With the internet and mobile devices, more and more people around the world enjoy watching videos, more than ever before.

The same goes to people in India. In the 3.2 million km2 home for around 1.3 billion people, Indians spent more than 8.5GB of mobile data on average, with most coming from videos. In 2019, YouTube said that more than 95% of its content consumption in the country comes from those using Indic languages.

What this means, people in India are seeking more and more videos using languages like Hindi, Urdu, Bengali, Sanskrit, and a number of other regional languages.

While the demand is high, not all video creators know all Indic languages.

As a solution, many English-language movies have been dubbed in Indic. However, there are plenty of mistakes, and sometimes the experience isn't any better.

Another solution, is dubbing. But again, the experience may not appeal everyone as lip-syncing is often off, and dubbing seems quite unnatural.

So here, researchers from the International Institute of Information Technology (IIIT) from the southern city of Hyderabad, India have stepped up the efforts by involving AI.

Here, the researchers have developed an AI model that is able to translate and lip-sync a video from one language to another with great accuracy, improving existing technologies of having translated textual or speech output from a video.

Since visual translation - such as the movement of lips - can be lost during dubbing, the Indian researchers utilizes Generative Adversarial Network (GAN) to create what they call 'LipGAN'.

Not only that the AI is capable of matching lip movements of translated text in an original video, as it can also correct lip movements in a dubbed movie.

To do this, the "Face-to-Face Translation" as the researchers called it on their paper, the AI model must first transcribe speech in the video using speech recognition. Then using a specialized model trained specifically for Indic languages, the AI can translate the text, like for example from English to Hindi. After that, the speech recognition model converts that into voice.

Researchers noted that the AI translation model was more accurate than Google Translate.

The AI model is capable of producing fully translated talking face videos with corresponding lip synchronization. (Image: IIIT)

The internet has too many videos for any single person to consume in even a multiple lifetime. And at any given moment, that amount increases.

In YouTube alone, there are more than 2 billion users with 30 million of them watching videos daily. With about 50 million creators, they have all enjoyed more than 5 billion of their videos watched every single day, collectively. On the most popular video-streaming platform, 500 hours of videos are created every single minute.

By only seeing the rate digital content is created on YouTube, the effort to manually translate and dub existing videos will certainly not scale.
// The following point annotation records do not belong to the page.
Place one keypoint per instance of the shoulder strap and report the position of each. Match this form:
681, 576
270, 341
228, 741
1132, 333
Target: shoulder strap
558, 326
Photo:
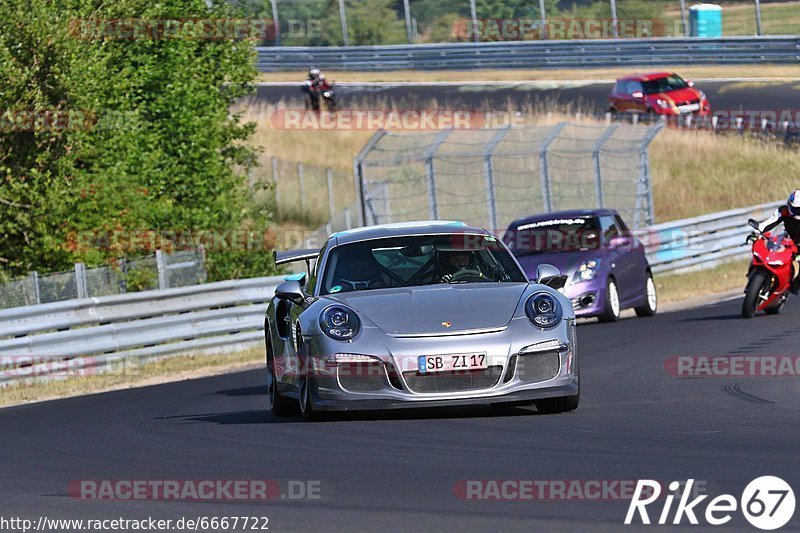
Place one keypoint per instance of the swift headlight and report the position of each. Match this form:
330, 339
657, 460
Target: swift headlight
339, 323
543, 310
587, 271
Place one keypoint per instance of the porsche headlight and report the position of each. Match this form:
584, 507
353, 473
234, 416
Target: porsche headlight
587, 271
543, 310
339, 323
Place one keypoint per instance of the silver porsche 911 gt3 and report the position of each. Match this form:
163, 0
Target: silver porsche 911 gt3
418, 315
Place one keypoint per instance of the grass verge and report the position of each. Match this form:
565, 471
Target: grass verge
134, 375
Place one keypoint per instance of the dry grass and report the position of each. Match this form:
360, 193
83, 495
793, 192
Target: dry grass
680, 287
777, 72
697, 173
132, 375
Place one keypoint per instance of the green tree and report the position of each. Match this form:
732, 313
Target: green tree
159, 149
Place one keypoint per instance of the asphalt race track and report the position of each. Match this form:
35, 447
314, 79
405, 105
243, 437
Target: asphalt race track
585, 96
396, 472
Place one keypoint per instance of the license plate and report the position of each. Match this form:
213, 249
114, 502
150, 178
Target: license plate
451, 363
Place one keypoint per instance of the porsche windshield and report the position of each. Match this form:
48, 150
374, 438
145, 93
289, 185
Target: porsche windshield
418, 260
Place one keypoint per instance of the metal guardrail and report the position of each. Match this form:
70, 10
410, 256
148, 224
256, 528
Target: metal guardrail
535, 54
704, 241
98, 334
93, 333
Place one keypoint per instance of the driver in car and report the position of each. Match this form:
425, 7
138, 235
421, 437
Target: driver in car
452, 263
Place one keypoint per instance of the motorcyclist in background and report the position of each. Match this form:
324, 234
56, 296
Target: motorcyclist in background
789, 215
313, 86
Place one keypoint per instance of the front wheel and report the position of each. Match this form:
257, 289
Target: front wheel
754, 294
307, 410
651, 298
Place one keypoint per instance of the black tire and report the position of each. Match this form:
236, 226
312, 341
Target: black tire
558, 405
609, 313
279, 405
648, 309
307, 403
754, 287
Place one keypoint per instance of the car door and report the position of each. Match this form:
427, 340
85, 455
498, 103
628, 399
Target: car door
623, 264
638, 102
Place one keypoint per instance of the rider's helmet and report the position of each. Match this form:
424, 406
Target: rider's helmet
794, 204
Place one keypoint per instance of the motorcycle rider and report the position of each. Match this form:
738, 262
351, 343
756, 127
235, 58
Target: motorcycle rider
315, 81
789, 215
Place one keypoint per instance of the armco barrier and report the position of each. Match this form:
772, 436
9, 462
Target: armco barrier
535, 54
704, 241
95, 333
98, 331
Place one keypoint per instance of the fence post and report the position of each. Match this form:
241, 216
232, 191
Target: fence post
343, 18
347, 222
275, 183
407, 12
301, 183
163, 274
759, 31
276, 22
80, 280
545, 171
598, 171
358, 175
645, 178
331, 203
433, 207
35, 281
488, 168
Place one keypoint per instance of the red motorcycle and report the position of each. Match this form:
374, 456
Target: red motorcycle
771, 272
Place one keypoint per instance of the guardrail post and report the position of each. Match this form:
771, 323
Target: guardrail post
163, 273
80, 280
331, 204
37, 297
543, 168
598, 168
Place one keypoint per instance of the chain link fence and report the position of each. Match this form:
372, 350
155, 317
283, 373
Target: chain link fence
149, 273
491, 177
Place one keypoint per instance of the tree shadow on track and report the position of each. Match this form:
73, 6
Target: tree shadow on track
258, 390
263, 416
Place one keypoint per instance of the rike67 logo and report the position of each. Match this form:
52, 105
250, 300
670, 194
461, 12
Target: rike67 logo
767, 503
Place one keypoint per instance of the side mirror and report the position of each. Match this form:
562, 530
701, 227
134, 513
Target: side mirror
550, 276
620, 241
290, 290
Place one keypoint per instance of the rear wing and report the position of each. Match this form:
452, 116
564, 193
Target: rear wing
292, 256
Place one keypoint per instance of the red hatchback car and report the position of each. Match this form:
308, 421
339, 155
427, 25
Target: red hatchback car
660, 93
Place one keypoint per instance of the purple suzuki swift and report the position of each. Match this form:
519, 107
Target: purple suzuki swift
605, 265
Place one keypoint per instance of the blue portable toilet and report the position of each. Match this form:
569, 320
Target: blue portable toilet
705, 20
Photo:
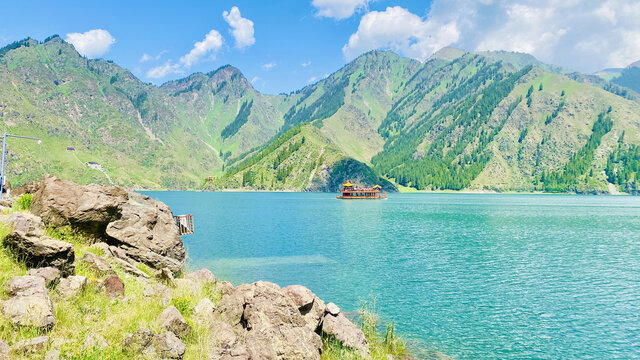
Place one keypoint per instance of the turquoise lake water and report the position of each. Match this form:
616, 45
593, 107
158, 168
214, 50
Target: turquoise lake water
470, 275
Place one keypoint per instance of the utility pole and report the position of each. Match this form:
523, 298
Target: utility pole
4, 151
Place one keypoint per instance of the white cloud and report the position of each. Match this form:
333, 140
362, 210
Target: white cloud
338, 9
210, 45
91, 43
146, 57
162, 71
241, 28
400, 30
585, 35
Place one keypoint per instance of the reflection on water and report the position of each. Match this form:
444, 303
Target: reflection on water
474, 276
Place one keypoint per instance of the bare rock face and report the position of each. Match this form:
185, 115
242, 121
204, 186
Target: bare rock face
71, 286
139, 341
25, 222
97, 263
203, 276
28, 188
148, 233
50, 275
260, 321
168, 346
310, 306
144, 229
29, 303
345, 332
113, 286
171, 320
39, 250
87, 208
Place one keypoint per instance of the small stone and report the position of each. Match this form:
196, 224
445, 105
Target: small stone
29, 304
171, 319
168, 346
165, 275
203, 276
95, 341
113, 286
71, 286
5, 351
97, 263
50, 275
225, 287
158, 290
138, 341
30, 346
346, 332
53, 354
333, 309
204, 309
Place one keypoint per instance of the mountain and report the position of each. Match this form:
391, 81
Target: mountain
480, 121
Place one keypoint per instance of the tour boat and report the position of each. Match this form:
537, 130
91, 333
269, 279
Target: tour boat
350, 191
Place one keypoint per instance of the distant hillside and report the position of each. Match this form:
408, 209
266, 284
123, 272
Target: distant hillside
480, 121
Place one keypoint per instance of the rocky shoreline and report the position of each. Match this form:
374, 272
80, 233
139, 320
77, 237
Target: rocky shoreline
129, 246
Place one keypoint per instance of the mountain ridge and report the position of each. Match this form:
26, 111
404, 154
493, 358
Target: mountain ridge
184, 131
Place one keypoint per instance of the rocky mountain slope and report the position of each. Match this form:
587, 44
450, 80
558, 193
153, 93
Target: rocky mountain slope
480, 121
77, 281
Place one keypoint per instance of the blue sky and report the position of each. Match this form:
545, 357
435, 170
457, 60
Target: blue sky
282, 46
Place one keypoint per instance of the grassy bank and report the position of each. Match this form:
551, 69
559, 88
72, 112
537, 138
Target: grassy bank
92, 312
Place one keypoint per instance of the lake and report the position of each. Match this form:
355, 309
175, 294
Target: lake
470, 275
This is where automation can take its role.

Such automation for dubbing and lip-syncing has been created in the past. But most of the automation aren't accessible for a larger Indian audience, which are part of India's 500 million internet users.

While the AI from the researchers from the IIIT has a lot of advantages here, as it targets a specific audience, it does have some struggles.

For example, the team said that the model still has weaknesses in detecting moving and multiple faces in videos.